I Giochi proibiti di Orban. Con il muro della vergogna può scordarsi le Olimpiadi. Dopo filo spinato e sgambetti è una follia affidare a Budapest l’evento sportivo

Fin dai tempi del barone De Coubertin le Olimpiadi hanno sempre avuto un significato di unione tra i popoli. Di pace. Di sfide sportive nel segno del fair play. Lo spirito olimpico. Lo stesso che possiede Viktor Orban, il primo ministro ungherese. L’uomo che vuole il muro per non far entrare i migranti. Che senza pudore ha il coraggio di iscrivere Budapest tra le cinque candidate alle Olimpiadi del 2024. Pensate che paradosso, o per rimanere in tema olimpico sarebbe meglio dire che rovescio della medaglia: Orban erge il muro contro i migranti e ha la sfrontatezza di volere organizzare i Giochi. Lui che la fiaccola accesa la lancerebbe contro i rifugiati al confine. E che i cinque cerchi li vede solo nel filo spinato che srotola alle frontiere. Vista la sua ospitalità, ormai famosa in tutto il mondo, Orban dovrebbe avere il senso del pudore di ritirare la candidatura. Almeno sarebbe coerente con la sua politica. Già il fatto che Budapest sia ai nastri di partenza rappresenta una vergogna. Uno scandalo. Non si può costruire un muro alle frontiere e nello stesso tempo allestire un villaggio olimpico che ospiti gli atleti di tutto il mondo. La situazione politica ha sempre inciso nella scelta delle sedi olimpiche. In verità qualche scivolone c’è pure stato, come i Giochi di Mosca e di Los Angeles – del 1980 e 1984 – caratterizzati dai boicottaggi, nonché le Olimpiadi di Berlino del 1936 nelle quali – per fortuna – si ricorderà più la vittoria di Jesse Owens che la parata dell’impero nazista.

LA VERGOGNA
Ve le immaginate le Olimpiadi a Budapest? Con le facce cattive dei poliziotti che picchiano, arrestano, braccano l’atleta siriano, iracheno o afgano. Che se poi dovesse farcela a fuggire verrebbe fermato dai reporter, pronti a fare lo sgambetto infame. Con il villaggio olimpico perimetrato dal filo spinato, tanto per evocare meglio i campi dell’Olocausto. No, grazie. Caro Orban, tieniti il tuo muro e lascia stare lo spirito olimpico. Le Olimpiadi sono un’altra cosa.

LA CORSA
Dopo la rinuncia di due colossi come Boston e Toronto, crescono le chance di Roma di accendere la fiaccola del 2024. Anche considerando il fatto che la Capitale ci ha provato invano in più occasioni. E prima o poi aspetta la ricompensa.

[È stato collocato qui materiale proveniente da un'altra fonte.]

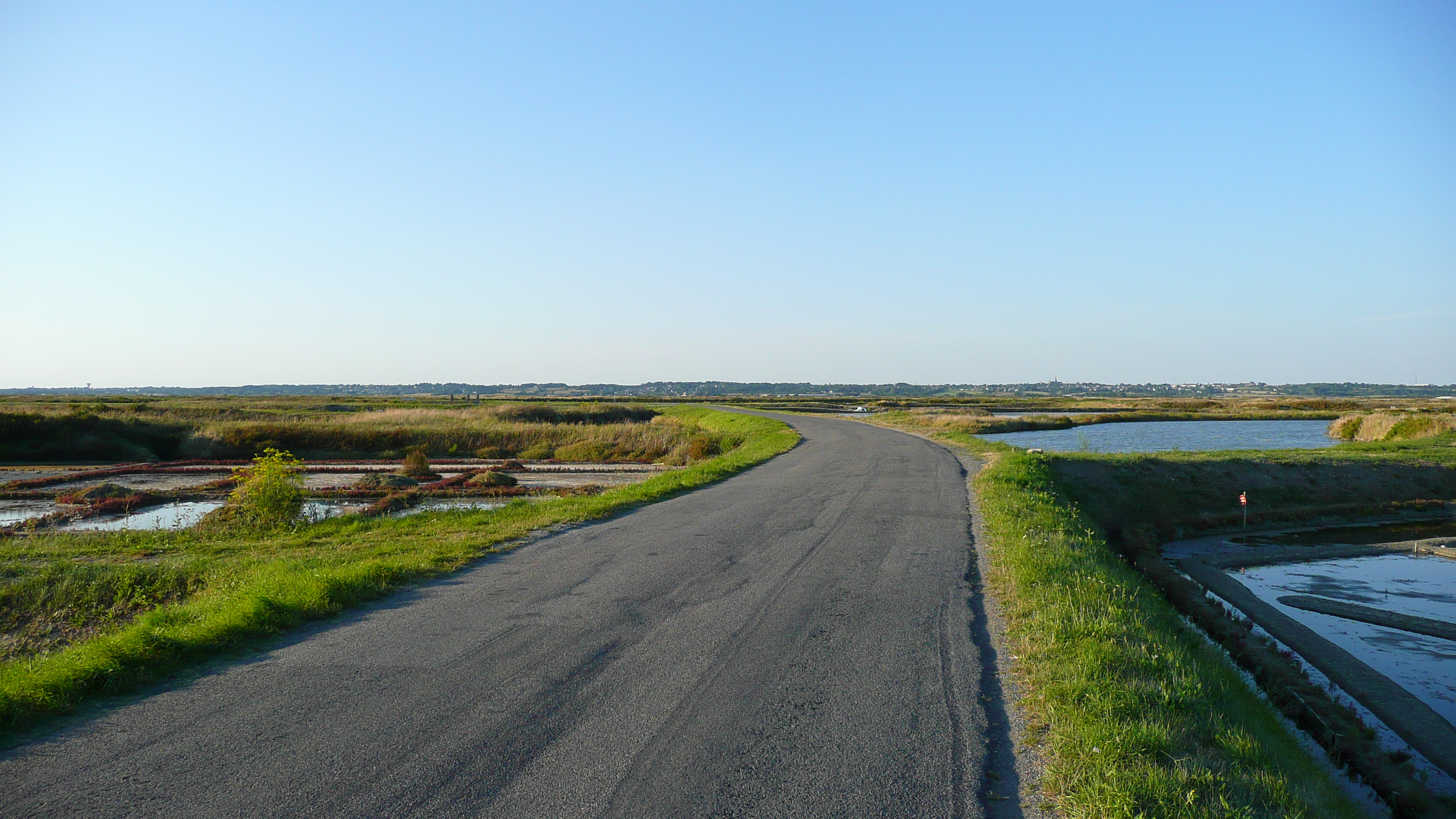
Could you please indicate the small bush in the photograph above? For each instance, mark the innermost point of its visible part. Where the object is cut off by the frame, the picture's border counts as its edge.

Lasciando stare Budapest, perché non pensiamo che il Cio abbia voglia di prendersi gli insulti di mezzo mondo, restano in lizza Los Angeles, Amburgo, Parigi e appunto Roma. La città californiana sarebbe al terzo mandato, avendo già organizzato i Giochi del 1932 e del 1984. In realtà ci sembra un po’ troppo. Anche per una città unica come Los Angeles. Per Amburgo invece sarebbe la prima volta. Ma la città tedesca è brutta e non fa certo gola agli sponsor come Parigi e Roma. Il duello è tra le due capitali, entrambe al secondo giro, avendo già organizzato i Giochi del 1924 e del 1960. Attenzione a Parigi. I francesi partono favoriti perché riavrebbero le Olimpiadi esattamente un secolo dopo. Una suggestione che può far la differenza.